Concepita dall’architetto Flaminio Ponzio per ospitare, secondo i desiderata di papa Borghese, la Salus Popoli Romani, l’antica e venerata immagine della Vergine, secondo la tradizione dipinta non da mani umane, la Cappella Paolina rappresenta indiscutibilmente una delle maggiori vette artistiche di tutta la splendida basilica mariana. A lasciare di stucco non è solo il complesso e imponente apparato scultoreo ma soprattutto la superba decorazione della cupola, mirabile opera del Cigoli, raffigurante la Vergine tra gli angeli e gli apostoli, curiosamente posta dal pittore toscano sulla luna con tanto di crateri, da poco scoperti da Galileo Galilei.

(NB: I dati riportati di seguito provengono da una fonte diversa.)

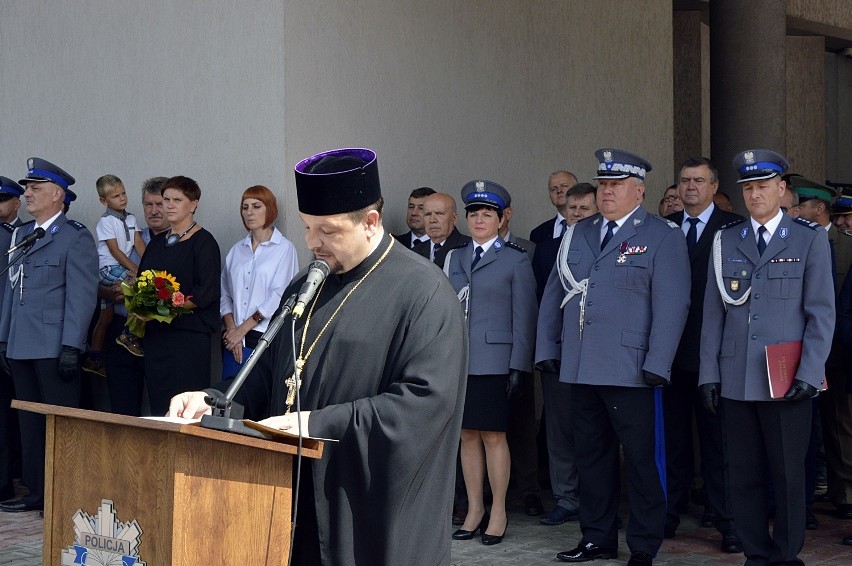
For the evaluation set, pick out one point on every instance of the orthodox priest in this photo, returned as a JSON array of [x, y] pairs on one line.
[[383, 352]]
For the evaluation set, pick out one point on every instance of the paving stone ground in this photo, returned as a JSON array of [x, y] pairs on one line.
[[527, 542]]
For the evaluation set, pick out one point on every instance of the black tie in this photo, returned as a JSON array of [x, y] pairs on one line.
[[610, 226], [692, 234], [476, 257], [761, 243]]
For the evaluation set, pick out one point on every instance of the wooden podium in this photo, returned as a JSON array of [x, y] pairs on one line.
[[198, 496]]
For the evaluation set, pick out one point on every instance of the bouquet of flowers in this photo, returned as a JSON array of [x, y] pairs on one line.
[[154, 295]]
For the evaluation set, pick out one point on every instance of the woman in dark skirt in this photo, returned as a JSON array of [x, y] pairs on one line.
[[177, 355], [496, 287]]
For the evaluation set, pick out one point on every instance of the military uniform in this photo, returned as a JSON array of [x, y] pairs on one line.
[[50, 294], [611, 315], [753, 300]]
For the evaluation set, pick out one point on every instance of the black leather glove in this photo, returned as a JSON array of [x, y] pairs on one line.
[[4, 361], [799, 391], [653, 379], [513, 384], [69, 363], [549, 366], [710, 396]]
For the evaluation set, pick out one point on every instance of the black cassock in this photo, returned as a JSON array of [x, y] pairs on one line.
[[386, 379]]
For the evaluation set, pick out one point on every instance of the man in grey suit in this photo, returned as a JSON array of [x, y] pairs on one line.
[[440, 215], [523, 425], [612, 312], [769, 282], [697, 183], [414, 218], [48, 302]]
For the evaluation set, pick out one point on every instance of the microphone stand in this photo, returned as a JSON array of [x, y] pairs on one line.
[[221, 417]]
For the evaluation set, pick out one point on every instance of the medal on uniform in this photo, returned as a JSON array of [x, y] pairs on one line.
[[621, 255]]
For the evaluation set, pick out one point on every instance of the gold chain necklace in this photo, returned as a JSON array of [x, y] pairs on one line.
[[295, 379]]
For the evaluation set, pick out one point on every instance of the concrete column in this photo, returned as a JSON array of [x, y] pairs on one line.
[[806, 139], [687, 68], [747, 82]]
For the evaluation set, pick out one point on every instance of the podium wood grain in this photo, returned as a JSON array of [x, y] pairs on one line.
[[200, 496]]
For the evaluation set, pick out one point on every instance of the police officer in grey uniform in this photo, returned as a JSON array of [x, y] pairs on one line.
[[48, 302], [496, 288], [613, 311], [10, 444], [767, 283]]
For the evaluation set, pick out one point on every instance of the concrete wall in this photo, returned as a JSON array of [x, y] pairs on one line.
[[234, 94]]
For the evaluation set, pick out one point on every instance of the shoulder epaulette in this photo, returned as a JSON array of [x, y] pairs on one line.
[[732, 223], [808, 223]]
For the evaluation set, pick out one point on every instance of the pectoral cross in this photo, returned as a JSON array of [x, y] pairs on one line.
[[293, 382]]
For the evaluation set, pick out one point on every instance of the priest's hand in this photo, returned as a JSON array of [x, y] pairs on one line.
[[799, 391], [653, 379], [710, 396], [189, 405], [548, 366], [289, 423]]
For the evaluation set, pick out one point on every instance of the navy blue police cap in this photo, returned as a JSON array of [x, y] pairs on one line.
[[41, 170], [759, 164], [337, 181], [488, 193], [619, 164], [9, 188], [843, 202]]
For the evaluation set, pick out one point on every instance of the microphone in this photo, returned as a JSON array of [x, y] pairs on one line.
[[29, 240], [316, 275]]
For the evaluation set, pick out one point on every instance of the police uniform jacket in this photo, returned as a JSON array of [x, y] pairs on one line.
[[501, 307], [636, 303], [60, 281], [791, 299]]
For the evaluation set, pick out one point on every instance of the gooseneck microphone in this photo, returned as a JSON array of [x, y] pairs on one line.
[[317, 273], [28, 240]]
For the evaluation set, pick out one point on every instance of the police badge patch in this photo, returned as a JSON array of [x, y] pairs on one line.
[[102, 541]]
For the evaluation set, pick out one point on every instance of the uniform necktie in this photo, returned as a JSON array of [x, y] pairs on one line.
[[476, 257], [610, 226], [692, 234], [761, 243]]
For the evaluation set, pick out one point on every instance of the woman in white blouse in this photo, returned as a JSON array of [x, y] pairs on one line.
[[256, 272]]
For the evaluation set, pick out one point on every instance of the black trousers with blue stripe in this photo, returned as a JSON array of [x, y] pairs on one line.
[[604, 418]]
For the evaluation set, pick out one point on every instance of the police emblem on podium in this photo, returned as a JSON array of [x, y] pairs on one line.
[[102, 540]]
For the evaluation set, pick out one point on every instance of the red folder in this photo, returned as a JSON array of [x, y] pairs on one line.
[[782, 363]]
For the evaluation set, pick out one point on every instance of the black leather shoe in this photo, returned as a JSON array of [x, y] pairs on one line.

Quanto al monumento funebre di Paolo V questi occupa l’intera parete di sinistra della cappella Borghese e ricalca per imponenza, scelte stilistiche e impianto iconografico non solo quello prospiciente di Clemente VIII ma anche quelli della vicina Cappella Sistina.
Papa Borghese, scolpito da Giacomo Longhi, è rappresentato in posizione orante, al centro di una serie di bassorilievi che narrano i momenti più salienti del suo pontificato.
Un’imponenza, una magnificenza che non appartengono, invece, alla tomba di papa Francesco, collocata in una nicchia prima della Cappella Borghese. Si tratta, infatti, di una tomba semplice, con la riproduzione della croce in ferro dalla quale papa Bergoglio non si staccò, simbolo di umiltà e del valore assoluto della povertà e con la presenza, sul candido marmo, di una sola parola, Franciscus, il nome che scelse all’atto della nomina, primo pontefice ad assumerlo nella storia della Chiesa, sintesi perfetta di quello che sarebbe stato il suo pontificato.
A proposito dei monumenti funebri realizzati nel XVI e XVII secolo nella basilica liberiana, Antonio Menniti Ippolito in un suo saggio ha scritto:
«Con le sepolture in Santa Maria Maggiore si impone definitivamente lo stile nuovo delle sepolture (…) Le tombe si fecero anzi sempre più grandiose, tendendo sempre più verso l’alto e rendendo la figura del pontefice oltre modo maestosa.»